The bookseller looked after him. He had a wife and three kids. He had red hands and black hair. He did not love his wife. The stranger slowly learnt to speak and write. Everyone was pleased. They called him Joe. There wasn't any particular reason.

Joe asked the bookseller about his past. This made the older man feel slightly sad. He patted Joe on the shoulder. He told him he would write it down. That was okay. Joe played with the kids. The bookseller could hear the rain on the roof. That was loneliness.

She looked like a stranger in the dark. She used to be someone he knew. The bed was cold when he got into it. He stayed awake for a while, thinking. His wife was snoring, and turned on her side. The bookseller looked at her face. He thought to himself. It was a long time before he fell asleep.

Joe held the piece of paper in his hands. It told him where he was born and where he had grown up. He read it twice. He looked at the bookseller. The bookseller told him there was more. There was noise coming from a television somewhere. They stood there for a while. That was okay. The bookseller's wife shouted something.

Joe turned up the volume of the television to hear it over the shouting. A door was slammed. The bookseller came in and sat down beside him. His face was red. He looked at Joe and looked at the television. Dinner was cold.

He stood over her as she slept. It was late. His eyes hurt. He strained them to see his wife's face. He clenched his fists. There was blood pumping underneath his skin. The sound of it was in his head. It was still raining. He went to bed.

The bookseller didn't open up his shop. He sat in bed all day and wrote. As he finished each page he called Joe in and gave it to him. There were things in his life he regretted. It was a grey day. The house was silent. His wife was at the doctor's.

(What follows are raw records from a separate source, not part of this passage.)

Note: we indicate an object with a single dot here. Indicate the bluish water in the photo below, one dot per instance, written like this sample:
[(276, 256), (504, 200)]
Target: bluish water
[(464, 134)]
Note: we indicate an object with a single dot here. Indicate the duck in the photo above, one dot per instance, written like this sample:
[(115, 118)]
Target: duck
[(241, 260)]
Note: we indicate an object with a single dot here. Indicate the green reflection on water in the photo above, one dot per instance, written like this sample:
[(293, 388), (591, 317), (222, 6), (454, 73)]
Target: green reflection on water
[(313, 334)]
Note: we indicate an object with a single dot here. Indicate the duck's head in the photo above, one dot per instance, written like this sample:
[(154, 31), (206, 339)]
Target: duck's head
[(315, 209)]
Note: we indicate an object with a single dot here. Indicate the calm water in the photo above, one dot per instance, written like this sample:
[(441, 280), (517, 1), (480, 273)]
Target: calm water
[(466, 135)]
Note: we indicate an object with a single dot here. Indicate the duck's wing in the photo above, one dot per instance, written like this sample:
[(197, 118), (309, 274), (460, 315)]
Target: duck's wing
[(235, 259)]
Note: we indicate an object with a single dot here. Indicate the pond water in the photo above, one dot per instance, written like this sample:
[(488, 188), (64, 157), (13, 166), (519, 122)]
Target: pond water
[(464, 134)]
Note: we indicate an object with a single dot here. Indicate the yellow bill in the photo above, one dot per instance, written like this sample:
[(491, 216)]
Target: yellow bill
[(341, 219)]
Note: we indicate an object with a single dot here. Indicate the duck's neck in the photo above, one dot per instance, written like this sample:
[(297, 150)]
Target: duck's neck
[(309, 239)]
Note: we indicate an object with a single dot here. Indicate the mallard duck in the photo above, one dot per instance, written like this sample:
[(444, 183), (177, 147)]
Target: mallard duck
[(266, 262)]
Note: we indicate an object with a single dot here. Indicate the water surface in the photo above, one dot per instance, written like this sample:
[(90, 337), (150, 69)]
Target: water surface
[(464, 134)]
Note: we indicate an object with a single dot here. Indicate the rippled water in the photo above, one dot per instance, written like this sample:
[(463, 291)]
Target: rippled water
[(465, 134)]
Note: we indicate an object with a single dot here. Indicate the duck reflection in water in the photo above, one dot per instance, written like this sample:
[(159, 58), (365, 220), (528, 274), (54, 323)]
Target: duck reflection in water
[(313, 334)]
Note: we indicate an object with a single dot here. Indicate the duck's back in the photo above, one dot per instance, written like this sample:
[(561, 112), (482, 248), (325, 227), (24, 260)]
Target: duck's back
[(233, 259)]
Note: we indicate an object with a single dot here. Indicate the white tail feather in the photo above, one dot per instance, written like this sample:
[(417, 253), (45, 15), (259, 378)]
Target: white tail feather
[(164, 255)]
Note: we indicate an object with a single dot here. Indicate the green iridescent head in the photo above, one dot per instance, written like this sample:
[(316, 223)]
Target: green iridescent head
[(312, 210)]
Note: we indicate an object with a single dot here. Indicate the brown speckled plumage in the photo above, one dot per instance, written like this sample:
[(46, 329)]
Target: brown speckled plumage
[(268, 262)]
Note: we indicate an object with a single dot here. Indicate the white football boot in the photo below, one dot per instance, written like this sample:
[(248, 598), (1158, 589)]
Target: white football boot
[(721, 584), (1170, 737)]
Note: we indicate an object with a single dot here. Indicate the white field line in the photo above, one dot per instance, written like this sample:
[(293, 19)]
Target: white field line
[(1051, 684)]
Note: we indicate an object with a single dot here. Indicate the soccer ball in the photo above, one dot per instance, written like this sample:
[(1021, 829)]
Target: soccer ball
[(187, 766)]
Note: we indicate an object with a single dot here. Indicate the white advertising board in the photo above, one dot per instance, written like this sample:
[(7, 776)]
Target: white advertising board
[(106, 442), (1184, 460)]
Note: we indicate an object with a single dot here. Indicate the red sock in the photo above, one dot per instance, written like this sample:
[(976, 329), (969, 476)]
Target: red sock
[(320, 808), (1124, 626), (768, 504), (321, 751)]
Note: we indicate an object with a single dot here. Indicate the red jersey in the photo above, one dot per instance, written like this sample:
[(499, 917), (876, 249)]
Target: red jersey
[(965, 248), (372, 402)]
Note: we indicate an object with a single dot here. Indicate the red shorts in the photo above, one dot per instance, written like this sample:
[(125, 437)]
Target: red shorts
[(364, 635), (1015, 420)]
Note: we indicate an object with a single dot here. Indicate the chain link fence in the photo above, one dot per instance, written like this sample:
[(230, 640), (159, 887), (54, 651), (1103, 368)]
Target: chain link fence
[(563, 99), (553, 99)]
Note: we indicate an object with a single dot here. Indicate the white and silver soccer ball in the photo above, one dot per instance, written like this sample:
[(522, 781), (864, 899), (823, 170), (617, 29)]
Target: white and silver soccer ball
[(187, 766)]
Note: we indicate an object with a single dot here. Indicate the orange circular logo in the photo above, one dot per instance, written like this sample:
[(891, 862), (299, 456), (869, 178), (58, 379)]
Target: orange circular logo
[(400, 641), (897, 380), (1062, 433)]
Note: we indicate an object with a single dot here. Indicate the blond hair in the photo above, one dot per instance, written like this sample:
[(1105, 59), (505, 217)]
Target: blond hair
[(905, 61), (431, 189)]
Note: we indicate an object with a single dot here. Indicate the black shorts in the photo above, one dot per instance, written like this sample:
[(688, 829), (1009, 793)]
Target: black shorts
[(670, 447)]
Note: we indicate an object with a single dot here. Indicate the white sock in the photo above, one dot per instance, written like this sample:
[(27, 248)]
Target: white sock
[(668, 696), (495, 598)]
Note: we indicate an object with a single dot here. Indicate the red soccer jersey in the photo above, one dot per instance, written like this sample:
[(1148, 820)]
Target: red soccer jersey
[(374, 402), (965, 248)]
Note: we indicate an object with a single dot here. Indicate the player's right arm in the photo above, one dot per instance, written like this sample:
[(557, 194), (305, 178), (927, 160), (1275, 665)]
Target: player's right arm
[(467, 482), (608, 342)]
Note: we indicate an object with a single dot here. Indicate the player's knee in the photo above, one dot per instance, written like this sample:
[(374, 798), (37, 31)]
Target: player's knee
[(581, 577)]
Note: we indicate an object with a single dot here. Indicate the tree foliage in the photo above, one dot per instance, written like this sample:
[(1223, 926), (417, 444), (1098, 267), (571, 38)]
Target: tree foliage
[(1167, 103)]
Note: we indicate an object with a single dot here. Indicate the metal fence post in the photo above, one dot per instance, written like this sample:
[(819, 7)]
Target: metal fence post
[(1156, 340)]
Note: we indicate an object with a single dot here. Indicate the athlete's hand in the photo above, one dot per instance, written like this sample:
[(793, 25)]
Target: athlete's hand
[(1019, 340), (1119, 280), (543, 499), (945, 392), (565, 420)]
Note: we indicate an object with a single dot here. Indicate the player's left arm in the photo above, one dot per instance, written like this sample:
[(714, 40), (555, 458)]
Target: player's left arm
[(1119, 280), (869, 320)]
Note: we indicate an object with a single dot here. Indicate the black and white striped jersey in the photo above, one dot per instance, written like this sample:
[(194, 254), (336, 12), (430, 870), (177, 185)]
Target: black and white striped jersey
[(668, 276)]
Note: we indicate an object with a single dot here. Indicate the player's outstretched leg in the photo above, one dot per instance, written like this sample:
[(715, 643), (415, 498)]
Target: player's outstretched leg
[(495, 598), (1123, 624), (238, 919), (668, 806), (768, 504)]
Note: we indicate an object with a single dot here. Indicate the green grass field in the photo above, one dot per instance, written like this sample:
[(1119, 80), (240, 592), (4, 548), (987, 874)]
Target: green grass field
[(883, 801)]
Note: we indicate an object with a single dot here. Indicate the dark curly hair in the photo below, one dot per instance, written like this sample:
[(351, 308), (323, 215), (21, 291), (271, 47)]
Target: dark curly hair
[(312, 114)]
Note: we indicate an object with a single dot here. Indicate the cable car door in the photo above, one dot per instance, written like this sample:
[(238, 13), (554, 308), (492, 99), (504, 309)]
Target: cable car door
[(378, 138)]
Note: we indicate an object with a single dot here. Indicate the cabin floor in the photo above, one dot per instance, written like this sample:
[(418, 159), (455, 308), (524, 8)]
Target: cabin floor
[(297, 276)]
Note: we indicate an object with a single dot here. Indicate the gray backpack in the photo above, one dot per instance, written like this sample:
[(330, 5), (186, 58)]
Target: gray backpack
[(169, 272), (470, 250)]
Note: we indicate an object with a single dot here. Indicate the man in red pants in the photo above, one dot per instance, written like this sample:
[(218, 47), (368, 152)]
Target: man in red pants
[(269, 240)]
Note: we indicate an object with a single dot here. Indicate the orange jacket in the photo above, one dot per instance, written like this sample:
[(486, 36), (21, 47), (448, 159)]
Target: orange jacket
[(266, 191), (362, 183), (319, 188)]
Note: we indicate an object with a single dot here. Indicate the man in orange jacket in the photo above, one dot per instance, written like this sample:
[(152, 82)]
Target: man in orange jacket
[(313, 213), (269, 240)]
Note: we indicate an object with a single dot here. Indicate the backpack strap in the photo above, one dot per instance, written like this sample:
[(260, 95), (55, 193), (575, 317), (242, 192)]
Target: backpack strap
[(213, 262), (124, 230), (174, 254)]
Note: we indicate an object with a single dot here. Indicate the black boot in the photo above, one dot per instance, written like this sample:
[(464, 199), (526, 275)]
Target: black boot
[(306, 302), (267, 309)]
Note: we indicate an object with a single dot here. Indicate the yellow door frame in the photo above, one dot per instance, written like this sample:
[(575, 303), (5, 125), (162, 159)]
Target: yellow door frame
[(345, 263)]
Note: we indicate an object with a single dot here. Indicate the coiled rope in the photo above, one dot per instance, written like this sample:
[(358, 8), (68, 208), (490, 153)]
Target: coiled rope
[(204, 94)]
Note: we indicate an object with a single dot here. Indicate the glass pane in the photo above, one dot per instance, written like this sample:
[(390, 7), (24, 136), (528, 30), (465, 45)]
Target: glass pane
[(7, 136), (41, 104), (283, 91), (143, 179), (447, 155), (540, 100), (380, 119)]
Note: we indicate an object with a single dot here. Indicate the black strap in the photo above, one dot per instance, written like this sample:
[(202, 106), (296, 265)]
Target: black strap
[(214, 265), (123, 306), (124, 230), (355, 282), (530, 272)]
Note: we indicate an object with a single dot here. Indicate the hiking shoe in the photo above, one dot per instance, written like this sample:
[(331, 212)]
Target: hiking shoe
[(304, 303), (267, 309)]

When it got dark he stopped writing. He held the final sheet of paper in his hands and looked over it. He looked beyond the paper, at the window where he could see the reflection of his own face.

Joe read his own history. He read that he had been having an affair with the bookseller's wife. That she was pregnant with his baby and that her husband had beaten him nearly to death when he had found out. He read of his own intentions to kill the bookseller in his bed that very night.

There was no more rain. Summer was coming.